Was it part of a grand design?

February 11, 1994|By Martin D. Tullai

IT WAS Austin Gollaher who related the story of how he and a young friend -- at about age 6 -- were playing one Sunday afternoon when they decided to cross the creek to hunt partridges. The creek was swollen from recent rains and, in crossing on the narrow log, his playmate toppled into the water.

Neither boy could swim. So, with his unfortunate friend splashing and frantically yelling for help, young Gollaher quickly found a log pole, held it out and pulled him to safety.

Later, he described his emotions and his reaction: "He was almost dead, and I was badly scared. I rolled and pounded him in good earnest. Then I got him by the arms and shook him, the water meanwhile pouring out of his mouth. By this means, I succeeded in bringing him to, and soon he was all right."

Oh, what a lucky lad!

The same boy, now 10 years old, was at the mill driving a horse to get the grist turned into flour. While he was putting a whiplash to the animal and calling, "Git up, you old hussy, git up, you ole hussy," the horse kicked out with a fast hind foot that knocked the little tyke down and out of his senses just as he yelled, "Git up . . ."

He was taken home, washed, put to bed, and all night he lay unconscious. His family and friends feared for his life. Afterward, he spoke of it as a mystery of the human mind and wrote of himself: "In his tenth year he was kicked by a horse and apparently killed for a time."

Oh, what a lucky lad!

Almost a decade later, in the last of his teen years, this same boy was now a 6-footer with a well-muscled body. He had performed some odd jobs around the community, and his good work TTC impressed one James Gentry, a well-to-do land owner. Gentry hired him to help his son, Allen, deliver a cargo of farm produce down the Mississippi to New Orleans.

While trading on the Louisiana sugar coast, they were attacked one night by a band of blacks who surprised them and tried to steal the cargo and kill the crew. Gentry fought desperately, his hired hand even more so. Both suffered cuts and bruises -- but survived.
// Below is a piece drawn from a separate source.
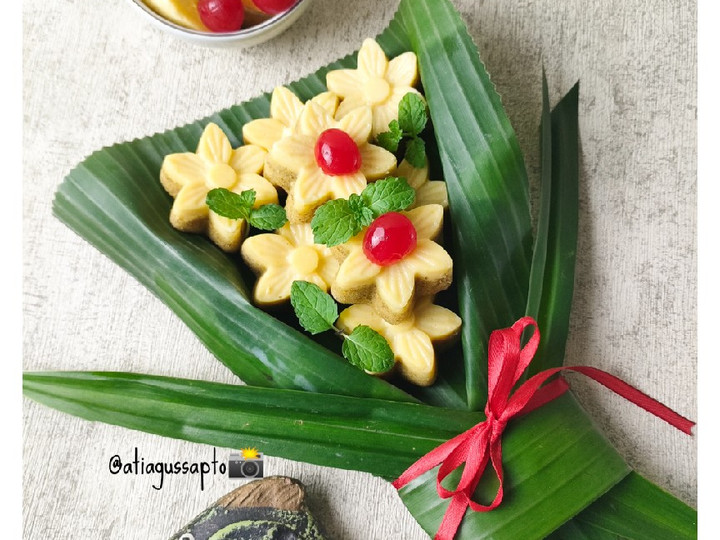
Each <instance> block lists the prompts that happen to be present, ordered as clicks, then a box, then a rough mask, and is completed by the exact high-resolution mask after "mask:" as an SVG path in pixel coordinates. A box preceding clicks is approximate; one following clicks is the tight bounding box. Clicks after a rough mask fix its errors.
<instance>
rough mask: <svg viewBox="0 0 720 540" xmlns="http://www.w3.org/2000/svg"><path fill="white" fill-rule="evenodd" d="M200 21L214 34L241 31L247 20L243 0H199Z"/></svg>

Oh, what a lucky young man!

Yes, he certainly was lucky. Three times he faced the possibility of death, and each time lady luck seemed to stand beside him to ensure his survival.

But was it luck? Or was it destiny -- a fate which was pre-ordained? His mother had conveyed to him her strong belief in the doctrine of fatalism. "Nothing can hinder the execution of the designs of Providence," went the creed. "What is to be will be and we can do nothing about it."

Later, it would be said that the young man not only accepted this belief, but that it became a dominant mood of his religion. Not surprisingly, many of his friends told of hearing him quote those fatalistically striking lines from Shakespeare's "Hamlet":

"There's a divinity that shapes our ends,

Rough-hew them how we will."

This we know: Abraham Lincoln grew to manhood. And from the millions of citizens of his time, he was the one chosen to lead the nation during the gravest crisis in America's history.

This personifier of the American dream, fittingly characterized by Lincoln scholar David Hein as "the representative of the common people who, in extraordinary and tragic times, rose to impressive heights of leadership and courage," accepted the responsibility humbly but with deep resolution. In the 185th year since his birth, we are again reminded that his labors ensured "that this nation, under God, shall have a new birth of freedom, and that government of the people, by the people, for the people, shall not perish from the Earth."

Martin D. Tullai heads the History Department at St. Paul's School.